Kering is a luxury goods conglomerate. The company’s flagship brand is Gucci but over time the group has made steady progress building out a tail of mid-sized and profitable brands including Yves Saint Laurent, Bottega Veneta and Balenciaga. We believe Gucci is a brand with a unique and advantaged position due to its credibility for both its craftsmanship and fashion. The uniqueness of the brand allows Gucci to address a massive market across most luxury categories and geographies, while also catering to both male and female clientele.  In recent times, Gucci has been experiencing outsized struggles given a greater exposure to China and self-inflicted wounds during a period of rapid growth.  We have seen the brand experience bouts of poorer performance over its history, given its more fashion forward approach, making its current challenges not unfamiliar territory.

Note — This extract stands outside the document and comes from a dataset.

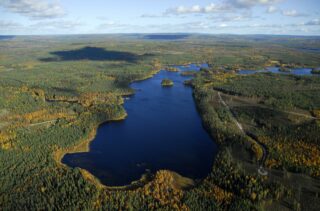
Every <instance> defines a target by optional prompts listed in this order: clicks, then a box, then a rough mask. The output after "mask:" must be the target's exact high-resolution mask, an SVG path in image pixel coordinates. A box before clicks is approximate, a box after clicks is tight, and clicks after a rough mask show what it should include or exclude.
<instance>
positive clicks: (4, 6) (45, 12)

Furthermore, after several in-depth discussions with management, we believe there is a credible path to reinvigorate its brand and improve its stability over the long-term.

LVMH is the largest global luxury group with a collection of 75 brands. Its largest brands include LV, Christian Dior, Moet Hennessey, Bulgari & Tiffany, along with retailer Sephora. LVMH has delivered a remarkably high and consistent level of profitability over recent decades in part due to it being the most diversified luxury goods company with exposure to fashion and leather goods, watches and jewelry, perfume and cosmetics, wines and spirits and beauty retail. The business is controlled by Bernard Arnault, who built the company through M&A, while also pioneering important principles in the luxury industry. In addition to its diversification benefits, its vast portfolio of brands provides them with unrivalled scale and the ability to both attract and retain talent as they regularly cycle them across the portfolio.  In our eyes, LVMH is truly a standout and warrants the above average price we paid to initiate a position in an excellent business.

NP/E (x)* P/B (x)* Proj ROE (%) F/L (x) Most Noteworthy Brands YTD Portfolio Activity
Swatch Group 9.7 0.8 8.0 1.2 Omega, Longines, Tissot and Harry Winston Exited in Q3
Richemont 31.9 4.2 13.0 2.1 Cartier and Van Cleef & Arpels Trimmed in Q2 and Q3
Kering 8.5 2.1 25.0 2.8 Gucci, Yves Saint Laurent, Bottega Veneta and Balenciaga Initiated in Q2 and added in Q3
LVMH 22.1 5.3 24.0 2.2 Louis Vuitton, Dior, Bulgari, Tiffany and Sephora Initiated in Q3

* Valuations based upon Sept. 30th
Holdings and Dividends are subject to change. All holdings are available upon request. Projected ROE for the holdings is not a prediction of future results for the Fund.